Gov. John Lynch was one of many officials on hand May 5 to put a shovel into the ground to start what will be a two-year project to construct two new bathhouses and a new Seashell Stage.
"My hope is that this investment will really spark the rejuvenation of the state park and Hampton Beach," Lynch said.
The project was funded last year in the state's capital budget.
John Nyhan, chairman of the Hampton Beach Area Commission, said the day was a dream come true, made possible by many supporters who never gave up.
The commission worked behind the scenes lobbying for the project, arguing that such an investment would generate more revenue for the state.
"This project started with dreams," Nyhan said. "Those dreams led to ideas and passion from a community to say we are going to make this work."
Nyhan recalled the many obstacles they had to overcome, including that the project was initially included in the governor's capital budget.

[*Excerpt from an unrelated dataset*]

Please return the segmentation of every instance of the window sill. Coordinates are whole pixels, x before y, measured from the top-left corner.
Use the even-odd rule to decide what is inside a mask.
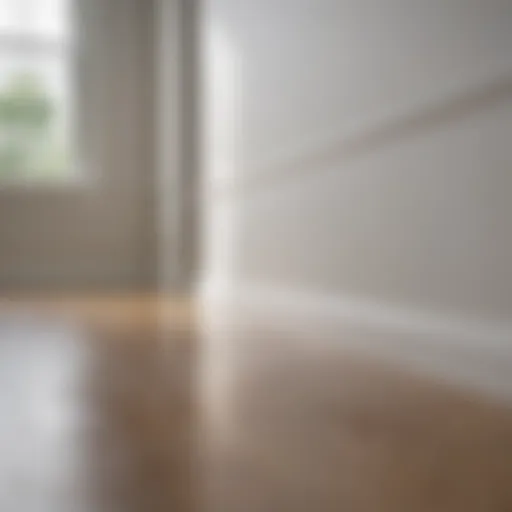
[[[91,180],[79,176],[70,176],[64,178],[52,179],[30,179],[30,180],[1,180],[0,179],[0,194],[17,195],[17,194],[39,194],[47,192],[82,192],[90,189],[92,185]]]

George Bald, Department of Resources and Economic Development commissioner, said "tenacity" of supporters is why this project was approved. He noted they first had to get the governor on board, then get the project included in the capital budget and finally push to get it approved by the House and Senate.
"They faced thousands of road blocks but people found ways to go under or over them to make it happen," Bald said. "I told someone a year ago today that if you asked me what the better odds are — winning the Megabucks or seeing this project go forward — I told you I would win Megabucks first."
Executive Councilor Beverly Hollingworth, who once owned a business at Hampton Beach, said the state didn't always live up to the agreement with the town that it would promise to maintain the beach area.
"But not now, not today, not under this governor," said Hollingworth, who presented him with a bathing suit, Hampton Beach towel and a shovel.
"This project will be part of an economic boost," State Rep. Susan Kepner, D-Hampton, said. "It's sort of like if you build it, they will come."
Bald said the real winner will be the hundreds of thousands of tourists who come to the beach each summer.
The project will be conducted in two phases — the first is the bathhouses.
The bathhouses — one at the Marine Memorial and another near Haverhill Street — will have changing rooms, toilets, outdoor showers, coin-operated lockers and bike racks.
Portions of the sea wall, parking lots and promenade will be improved.
Construction on the new Seashell complex (phase 2) will begin after the Seafood Festival in September, when the old stage will be torn down.
The new complex will include new bathhouses, a first-aid station, a lifeguard station, maintenance garage and the Hampton Area Chamber of Commerce visitors' center.
The main attraction will be the new Seashell Stage, which will have 800 seats and replace the one that was built in 1962.
Former Selectman Fred Rice said this is a day for the history books.
"The is one of the greatest days of the modern days of Hampton Beach," Rice said. "The (February) fire was a sad day. This is the start of the rebirth because it's going to put a whole new face on the beach."